Auf Gesang wurde zum Glück komplett verzichtet, denn wer sollte da singen? Etwa ein dritter Erzähler? Das wäre denn doch etwas zu viel des Guten gewesen. Und dass ein Lonesome Cowboy eine Gesangsausbildung erhalten haben soll, darüber würden selbst die Hühner lachen. Schließlich ist das hier der wilde Wilde Westen und keine Musicalshow in New Orleans.

_Unterm Strich_

Ein Hörspiel für die Liebhabersammlung. Ebenso sorgfältig produziert wie „Jack the Ripper“ und „Die vergessene Welt“, verwöhnt es den Hörer mit einer feinen Geräuschkulissen, bekannten kernigen Stimmen und einer doch recht annehmbaren Dramaturgie: Jede CD hat ihren eigenen Höhepunkt, wenn nicht sogar mehrere. Ob nun alles, was hier erzählt erzählt, ohne weiteres zu glauben ist, steht auf einem anderen Blatt.

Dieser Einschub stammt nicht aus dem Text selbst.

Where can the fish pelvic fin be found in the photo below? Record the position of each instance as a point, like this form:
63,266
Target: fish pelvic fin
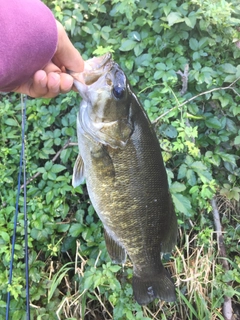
147,287
116,252
78,172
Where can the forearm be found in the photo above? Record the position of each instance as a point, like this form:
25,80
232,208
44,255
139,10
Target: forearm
28,40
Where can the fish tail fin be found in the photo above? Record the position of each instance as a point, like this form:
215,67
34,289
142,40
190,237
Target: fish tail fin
147,287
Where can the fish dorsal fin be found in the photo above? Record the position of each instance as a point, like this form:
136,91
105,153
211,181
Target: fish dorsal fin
78,172
116,252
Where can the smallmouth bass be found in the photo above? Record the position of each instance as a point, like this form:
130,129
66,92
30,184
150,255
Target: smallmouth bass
121,160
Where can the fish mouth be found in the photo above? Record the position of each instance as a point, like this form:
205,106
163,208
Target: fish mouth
93,70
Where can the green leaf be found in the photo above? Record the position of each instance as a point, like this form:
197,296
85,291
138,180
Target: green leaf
49,196
57,168
193,43
11,122
177,187
76,229
182,204
237,140
228,68
5,236
190,21
213,123
127,45
174,17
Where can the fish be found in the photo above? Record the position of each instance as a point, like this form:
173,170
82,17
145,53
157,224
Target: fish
120,159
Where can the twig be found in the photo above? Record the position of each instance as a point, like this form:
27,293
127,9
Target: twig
68,144
184,76
227,305
198,95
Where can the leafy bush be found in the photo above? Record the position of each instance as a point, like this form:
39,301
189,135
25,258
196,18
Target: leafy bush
163,47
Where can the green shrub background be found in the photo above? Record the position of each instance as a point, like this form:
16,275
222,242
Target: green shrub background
71,275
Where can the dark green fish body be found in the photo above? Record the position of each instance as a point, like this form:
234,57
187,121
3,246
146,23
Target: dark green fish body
120,158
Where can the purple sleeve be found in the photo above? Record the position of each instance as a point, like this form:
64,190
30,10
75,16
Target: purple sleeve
28,40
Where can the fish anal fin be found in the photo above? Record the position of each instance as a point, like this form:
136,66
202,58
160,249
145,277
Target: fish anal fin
78,172
116,252
170,240
148,286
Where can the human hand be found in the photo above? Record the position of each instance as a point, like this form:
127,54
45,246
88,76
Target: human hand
53,79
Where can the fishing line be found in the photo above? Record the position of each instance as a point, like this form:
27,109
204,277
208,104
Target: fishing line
22,165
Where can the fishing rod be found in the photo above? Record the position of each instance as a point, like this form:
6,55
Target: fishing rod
22,167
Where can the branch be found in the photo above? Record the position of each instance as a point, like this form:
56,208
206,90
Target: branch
227,305
184,76
68,144
198,95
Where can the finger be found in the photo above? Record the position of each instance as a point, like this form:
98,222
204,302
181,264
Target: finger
66,82
35,87
66,54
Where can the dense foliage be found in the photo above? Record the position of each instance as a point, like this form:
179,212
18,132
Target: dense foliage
183,60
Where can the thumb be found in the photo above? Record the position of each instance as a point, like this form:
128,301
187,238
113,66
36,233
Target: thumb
66,54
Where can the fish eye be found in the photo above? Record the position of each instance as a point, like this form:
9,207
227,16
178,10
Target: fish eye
118,92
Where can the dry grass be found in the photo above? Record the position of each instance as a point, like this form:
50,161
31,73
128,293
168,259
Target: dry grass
194,268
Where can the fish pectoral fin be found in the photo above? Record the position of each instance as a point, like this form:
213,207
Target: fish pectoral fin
116,252
78,172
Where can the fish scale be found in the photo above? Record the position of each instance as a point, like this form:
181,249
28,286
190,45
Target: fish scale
120,158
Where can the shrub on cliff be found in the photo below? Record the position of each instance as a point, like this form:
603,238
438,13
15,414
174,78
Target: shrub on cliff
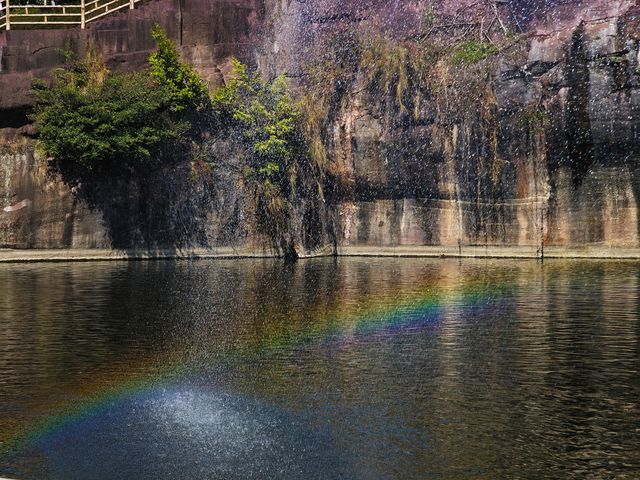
263,123
182,84
264,116
95,122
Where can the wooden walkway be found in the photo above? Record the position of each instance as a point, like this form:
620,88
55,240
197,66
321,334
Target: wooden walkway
57,13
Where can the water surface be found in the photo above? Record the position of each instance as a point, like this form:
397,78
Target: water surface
350,368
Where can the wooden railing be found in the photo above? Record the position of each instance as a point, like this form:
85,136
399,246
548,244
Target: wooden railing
52,13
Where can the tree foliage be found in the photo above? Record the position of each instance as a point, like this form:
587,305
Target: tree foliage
183,86
265,116
94,121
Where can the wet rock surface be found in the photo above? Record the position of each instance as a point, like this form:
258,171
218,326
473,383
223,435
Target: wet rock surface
564,175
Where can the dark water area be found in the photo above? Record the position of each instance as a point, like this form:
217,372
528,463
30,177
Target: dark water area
327,369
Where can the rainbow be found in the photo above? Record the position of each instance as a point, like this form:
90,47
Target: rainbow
417,311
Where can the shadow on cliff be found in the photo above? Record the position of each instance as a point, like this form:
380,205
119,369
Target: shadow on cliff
162,210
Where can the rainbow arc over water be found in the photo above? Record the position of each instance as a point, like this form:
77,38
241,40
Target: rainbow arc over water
423,309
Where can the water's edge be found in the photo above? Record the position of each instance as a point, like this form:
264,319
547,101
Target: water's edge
83,255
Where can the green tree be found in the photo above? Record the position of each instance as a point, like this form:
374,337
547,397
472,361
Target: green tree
183,85
265,116
95,121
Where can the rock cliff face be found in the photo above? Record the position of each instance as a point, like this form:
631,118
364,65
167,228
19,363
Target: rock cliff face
544,154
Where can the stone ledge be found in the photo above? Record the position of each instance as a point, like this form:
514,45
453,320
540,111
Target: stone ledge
87,255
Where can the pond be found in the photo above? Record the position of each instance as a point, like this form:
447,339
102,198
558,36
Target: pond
326,368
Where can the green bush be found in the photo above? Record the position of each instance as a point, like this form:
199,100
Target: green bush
93,121
472,51
265,116
184,87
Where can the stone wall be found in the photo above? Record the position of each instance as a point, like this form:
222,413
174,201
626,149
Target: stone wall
571,181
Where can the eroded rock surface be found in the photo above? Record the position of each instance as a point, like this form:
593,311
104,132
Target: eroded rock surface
564,175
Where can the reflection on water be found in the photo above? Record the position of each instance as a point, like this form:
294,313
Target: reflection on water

Sicher ist, dass der Hörer durch Musik, Geräusche und Dialoge stilecht in den wilden Wilden Westen versetzt wird, wie er vielleicht wirklich einmal war. Ich fühlte mich durchweg gut unterhalten, denn die Szenen sind dramatisch, spannend und mitunter auch komisch. Doch Komik ist bekanntlich Geschmackssache, und deshalb seien zartbesaitete Gemüter vor den Gewaltszenen gewarnt. Eine „politisch korrekte“ Darstellung hätte aber auf jeden Fall unglaubwürdig gewirkt. Das Booklet mit den Steckbriefkonterfeis der Mitwirkenden belegt jedenfalls, dass die Crew eine Menge Spaß mit ihrem akustischen Spiel hatte. Der Spaß ist dementsprechend auch zu spüren.